Amyloidosis – a group of rare diseases caused by the presence of an abnormal protein called amyloid in various tissues and organs of the body. The amyloid protein forms fibrils that may injure these body parts or interfere with their normal functioning. The protein may be deposited in a localized area or throughout the body. The most common tissues and organs involved are the kidneys, heart, gastrointestinal tract, peripheral nerves, and liver. Symptoms can vary widely based on which tissues and organs have the abnormal fibril deposits. Signs and symptoms of amyloidosis may be vague, such as weakness, fatigue, weight loss, shortness of breath, abnormal sensation in the feet, enlarged liver and/or spleen, bleeding under the skin, or anemia. More specific signs and symptoms might include swelling of the extremities, an enlarged tongue, carpal tunnel syndrome, food malabsorption, skin thickening, unexplained congestive heart failure, and unexplained kidney failure.
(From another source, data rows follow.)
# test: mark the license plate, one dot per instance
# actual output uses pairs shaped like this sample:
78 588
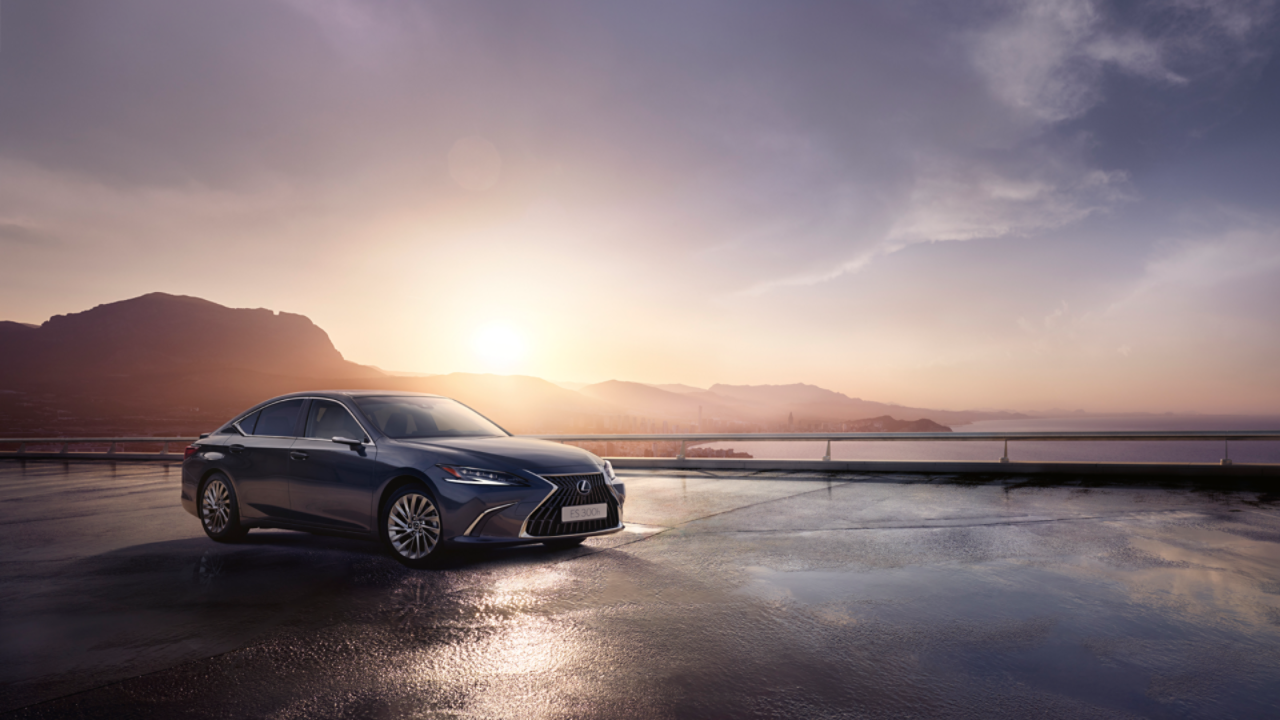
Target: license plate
579 513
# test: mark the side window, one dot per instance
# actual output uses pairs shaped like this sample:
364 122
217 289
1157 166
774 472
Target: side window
248 422
279 419
330 419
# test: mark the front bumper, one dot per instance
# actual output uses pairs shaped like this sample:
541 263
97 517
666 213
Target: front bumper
526 520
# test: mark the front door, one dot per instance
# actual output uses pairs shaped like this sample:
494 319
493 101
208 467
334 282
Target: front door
332 483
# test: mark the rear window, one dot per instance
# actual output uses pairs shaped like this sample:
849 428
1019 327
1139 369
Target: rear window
247 423
425 417
277 420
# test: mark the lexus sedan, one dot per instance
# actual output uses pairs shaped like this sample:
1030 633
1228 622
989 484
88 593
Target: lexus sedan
417 472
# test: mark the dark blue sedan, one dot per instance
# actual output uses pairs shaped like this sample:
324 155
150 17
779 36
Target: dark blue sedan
417 472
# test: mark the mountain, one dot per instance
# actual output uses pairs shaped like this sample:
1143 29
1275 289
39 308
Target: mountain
676 387
888 424
161 333
178 365
818 405
648 401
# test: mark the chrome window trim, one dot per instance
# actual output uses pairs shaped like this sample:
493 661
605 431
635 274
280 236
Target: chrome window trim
485 514
524 524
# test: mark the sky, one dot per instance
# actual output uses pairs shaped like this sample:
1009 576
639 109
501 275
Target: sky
964 205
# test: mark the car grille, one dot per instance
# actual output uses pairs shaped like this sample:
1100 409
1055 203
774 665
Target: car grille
544 522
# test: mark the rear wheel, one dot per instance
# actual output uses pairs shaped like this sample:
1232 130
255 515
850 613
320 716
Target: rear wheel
563 543
219 511
411 527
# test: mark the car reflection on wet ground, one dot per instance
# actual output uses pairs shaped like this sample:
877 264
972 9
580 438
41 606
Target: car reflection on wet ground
785 596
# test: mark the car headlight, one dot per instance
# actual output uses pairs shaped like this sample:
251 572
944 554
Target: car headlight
478 477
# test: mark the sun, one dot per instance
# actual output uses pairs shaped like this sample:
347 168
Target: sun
498 349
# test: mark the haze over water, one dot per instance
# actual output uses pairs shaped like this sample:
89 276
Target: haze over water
1150 451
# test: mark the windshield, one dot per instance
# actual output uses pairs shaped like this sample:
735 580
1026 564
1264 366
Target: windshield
425 417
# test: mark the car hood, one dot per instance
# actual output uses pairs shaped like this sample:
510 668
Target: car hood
512 454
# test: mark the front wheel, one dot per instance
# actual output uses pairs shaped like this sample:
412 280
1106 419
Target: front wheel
219 511
411 527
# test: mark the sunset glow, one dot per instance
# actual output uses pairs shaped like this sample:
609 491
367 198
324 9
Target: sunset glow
1029 206
498 349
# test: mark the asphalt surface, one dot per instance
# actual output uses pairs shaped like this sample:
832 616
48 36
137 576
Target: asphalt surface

Thrombocytopenia – decreased production of platelets, which are important in blood clotting. Typical symptoms are bleeding, usually from the gums and nose, pinpoint flat red blotches on the skin called petechiae, and easy bruising.
Bing-Neel syndrome – characterized by the infiltration of lymphoplasmacytic cells or IgM in the central nervous system (brain and spinal cord). This is a very rare condition which can result in mental deterioration, confusion, visual disturbances, irritability, personality changes, convulsions, and coma.
For a detailed discussion of the management of Bing-Neel syndrome, please see "Guideline for the diagnosis, treatment and response criteria for Bing-Neel syndrome" by Minnema, MC. et al. Haematologica, 2017 Volume 102 (1):43-51, obtained from the Haematologica Journal website www.haematologica.org.
Other signs and symptoms – recurrent infections, particularly of the sinuses and upper respiratory tract, may occur more often in WM patients than in the normal population. Occasionally the lymphoplasmacytic cells of WM will infiltrate the lung and produce masses or pleural effusion (fluid in the chest). Involvement of the kidneys and lesions in the bones are rare. Occasionally patients will have a rash or hives, and rarely the lymphoplasmacytic cells may infiltrate the skin. A small number of patients may exhibit masses of WM cells in various parts of the body, including the extremities, the spine, the breast, and the eye socket.